Crimes and misdemeanors

New Colorado bill to change “child porn” charges for sexting teens

(OLIVIER MORIN/AFP/Getty Images)

A new proposed bill in Colorado is seeking to reduce the charge of “distributing child porn” for teens who get “caught” sexting explicit photos of themselves. Under the current legislation, they could be prosecuted and forced to register as a sex offender, but the new bill is trying to change this to a class two misdemeanor. Opponents of the change, however, point out that this could lead to more prosecutors charging teens with a crime for “consensual sexting.”  “Sexting, in and of itself, is not harmful,” Amy Hasinoff, a communications professor and author of the book Sexting Panic: Rethinking Criminalization, Privacy, and Consent, told Broadly. “Like any other sex act, it’s only harmful when it happens without the consent of everyone involved. In that case, we need to address the person who committed the act of harm. Laws against sexting criminalize the victim and the perpetrator as though their behavior is the same.”

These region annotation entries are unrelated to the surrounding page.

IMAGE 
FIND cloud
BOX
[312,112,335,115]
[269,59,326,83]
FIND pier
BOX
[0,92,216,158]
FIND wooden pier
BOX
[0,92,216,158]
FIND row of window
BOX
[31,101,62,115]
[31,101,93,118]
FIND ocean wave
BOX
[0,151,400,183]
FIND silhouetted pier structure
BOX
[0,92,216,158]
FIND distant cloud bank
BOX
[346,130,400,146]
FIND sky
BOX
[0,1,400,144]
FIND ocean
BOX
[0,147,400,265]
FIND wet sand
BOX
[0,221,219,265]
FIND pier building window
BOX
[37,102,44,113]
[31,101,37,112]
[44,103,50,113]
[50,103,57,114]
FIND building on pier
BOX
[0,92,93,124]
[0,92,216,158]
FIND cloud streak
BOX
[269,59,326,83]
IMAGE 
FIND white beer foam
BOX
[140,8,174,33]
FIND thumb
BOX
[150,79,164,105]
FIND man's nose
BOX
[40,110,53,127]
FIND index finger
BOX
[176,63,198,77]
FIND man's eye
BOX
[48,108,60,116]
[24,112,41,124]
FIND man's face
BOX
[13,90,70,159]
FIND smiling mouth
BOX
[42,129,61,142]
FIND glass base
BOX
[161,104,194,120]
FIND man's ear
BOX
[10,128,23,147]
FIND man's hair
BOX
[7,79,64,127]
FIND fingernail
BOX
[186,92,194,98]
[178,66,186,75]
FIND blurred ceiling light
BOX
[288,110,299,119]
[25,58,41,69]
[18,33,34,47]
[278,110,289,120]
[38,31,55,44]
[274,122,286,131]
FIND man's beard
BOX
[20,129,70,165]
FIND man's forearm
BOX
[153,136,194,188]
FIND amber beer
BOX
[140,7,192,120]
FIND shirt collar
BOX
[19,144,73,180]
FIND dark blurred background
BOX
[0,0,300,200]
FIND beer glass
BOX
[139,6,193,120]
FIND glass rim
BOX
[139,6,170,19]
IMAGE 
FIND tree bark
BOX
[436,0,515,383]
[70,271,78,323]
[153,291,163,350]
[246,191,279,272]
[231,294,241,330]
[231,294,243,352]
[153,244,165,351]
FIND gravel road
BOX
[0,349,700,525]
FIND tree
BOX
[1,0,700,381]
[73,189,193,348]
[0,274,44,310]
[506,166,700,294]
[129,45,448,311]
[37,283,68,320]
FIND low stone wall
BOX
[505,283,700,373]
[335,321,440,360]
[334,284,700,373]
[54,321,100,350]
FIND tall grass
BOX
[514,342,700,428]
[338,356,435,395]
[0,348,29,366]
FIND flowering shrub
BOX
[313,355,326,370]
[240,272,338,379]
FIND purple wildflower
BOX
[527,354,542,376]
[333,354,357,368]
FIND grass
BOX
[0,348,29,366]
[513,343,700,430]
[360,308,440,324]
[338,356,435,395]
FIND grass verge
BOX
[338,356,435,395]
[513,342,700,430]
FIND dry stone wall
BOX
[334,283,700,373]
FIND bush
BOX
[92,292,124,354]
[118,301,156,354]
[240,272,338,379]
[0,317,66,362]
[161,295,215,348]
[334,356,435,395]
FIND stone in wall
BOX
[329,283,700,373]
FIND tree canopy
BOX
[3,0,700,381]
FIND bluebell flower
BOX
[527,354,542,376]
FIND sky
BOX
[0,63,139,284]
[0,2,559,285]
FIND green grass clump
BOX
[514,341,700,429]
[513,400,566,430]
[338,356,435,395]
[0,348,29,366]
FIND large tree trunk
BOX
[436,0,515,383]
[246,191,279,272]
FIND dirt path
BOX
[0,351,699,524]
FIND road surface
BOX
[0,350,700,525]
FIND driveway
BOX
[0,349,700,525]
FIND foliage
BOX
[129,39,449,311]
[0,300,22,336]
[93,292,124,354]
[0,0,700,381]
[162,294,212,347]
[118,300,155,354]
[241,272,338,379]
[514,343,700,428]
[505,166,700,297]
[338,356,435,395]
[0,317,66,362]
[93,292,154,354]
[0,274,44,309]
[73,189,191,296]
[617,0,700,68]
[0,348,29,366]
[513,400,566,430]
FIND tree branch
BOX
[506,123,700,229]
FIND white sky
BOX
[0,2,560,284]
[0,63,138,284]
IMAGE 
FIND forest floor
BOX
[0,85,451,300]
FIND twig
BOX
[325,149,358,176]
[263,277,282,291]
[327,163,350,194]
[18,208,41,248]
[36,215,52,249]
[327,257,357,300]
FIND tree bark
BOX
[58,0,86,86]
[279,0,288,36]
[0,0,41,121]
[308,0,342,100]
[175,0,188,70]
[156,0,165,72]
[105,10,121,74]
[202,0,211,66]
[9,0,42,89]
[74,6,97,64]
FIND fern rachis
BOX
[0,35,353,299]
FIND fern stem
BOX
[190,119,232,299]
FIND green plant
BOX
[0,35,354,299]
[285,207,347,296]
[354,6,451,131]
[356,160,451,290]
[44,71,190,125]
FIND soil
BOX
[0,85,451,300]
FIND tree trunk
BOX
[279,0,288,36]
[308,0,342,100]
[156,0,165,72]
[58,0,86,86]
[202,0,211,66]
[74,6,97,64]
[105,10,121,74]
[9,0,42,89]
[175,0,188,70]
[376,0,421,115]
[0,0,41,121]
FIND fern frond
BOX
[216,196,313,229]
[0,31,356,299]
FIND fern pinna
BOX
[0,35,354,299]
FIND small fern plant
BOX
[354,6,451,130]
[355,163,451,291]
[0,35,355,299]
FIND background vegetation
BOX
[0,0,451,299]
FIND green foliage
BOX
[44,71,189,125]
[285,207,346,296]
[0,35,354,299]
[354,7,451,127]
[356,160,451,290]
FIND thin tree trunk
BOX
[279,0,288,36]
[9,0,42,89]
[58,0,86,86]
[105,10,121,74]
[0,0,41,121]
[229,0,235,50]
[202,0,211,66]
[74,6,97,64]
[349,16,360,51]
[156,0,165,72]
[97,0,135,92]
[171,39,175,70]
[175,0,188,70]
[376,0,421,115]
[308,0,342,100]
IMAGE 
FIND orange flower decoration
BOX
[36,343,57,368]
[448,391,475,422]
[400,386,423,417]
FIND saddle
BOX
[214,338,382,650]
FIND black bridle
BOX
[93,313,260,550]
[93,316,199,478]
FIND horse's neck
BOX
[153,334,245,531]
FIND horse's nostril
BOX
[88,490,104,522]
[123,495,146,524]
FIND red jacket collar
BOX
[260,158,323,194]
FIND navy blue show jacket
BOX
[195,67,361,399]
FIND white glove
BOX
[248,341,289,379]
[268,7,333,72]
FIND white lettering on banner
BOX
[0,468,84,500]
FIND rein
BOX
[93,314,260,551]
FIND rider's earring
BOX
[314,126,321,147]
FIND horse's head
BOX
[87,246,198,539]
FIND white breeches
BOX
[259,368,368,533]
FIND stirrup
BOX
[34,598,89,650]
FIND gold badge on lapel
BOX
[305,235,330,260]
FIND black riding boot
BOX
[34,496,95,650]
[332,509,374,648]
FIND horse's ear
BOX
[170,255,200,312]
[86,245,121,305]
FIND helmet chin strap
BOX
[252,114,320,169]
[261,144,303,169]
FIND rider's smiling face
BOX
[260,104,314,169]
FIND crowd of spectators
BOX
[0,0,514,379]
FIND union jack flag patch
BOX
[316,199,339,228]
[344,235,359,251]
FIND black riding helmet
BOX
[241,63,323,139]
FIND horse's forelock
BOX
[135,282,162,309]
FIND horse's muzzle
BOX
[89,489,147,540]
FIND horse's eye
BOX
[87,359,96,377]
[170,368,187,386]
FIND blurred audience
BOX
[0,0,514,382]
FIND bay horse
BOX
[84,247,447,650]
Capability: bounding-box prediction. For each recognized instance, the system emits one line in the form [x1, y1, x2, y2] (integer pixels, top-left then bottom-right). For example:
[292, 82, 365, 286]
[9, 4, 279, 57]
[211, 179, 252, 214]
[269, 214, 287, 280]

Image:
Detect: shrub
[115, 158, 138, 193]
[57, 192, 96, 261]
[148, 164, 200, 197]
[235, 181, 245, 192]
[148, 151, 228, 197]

Hasinoff also argues that the law might disproportionately affect teenagers who are already more vulnerable to prosecution: teens of color, low-income teens, teens in foster care, or gay teens, for example. “One third of 16- and 17-year olds are sexting, whether it’s a felony, misdemeanor or not. We have to deal with that reality rather than dreaming that we can bring that rate down to zero percent by criminalizing it,” Hasinoff said. “It’s not going to happen.” If the bill passes the Colorado state legislature, it will go into effect on July 1, 2016.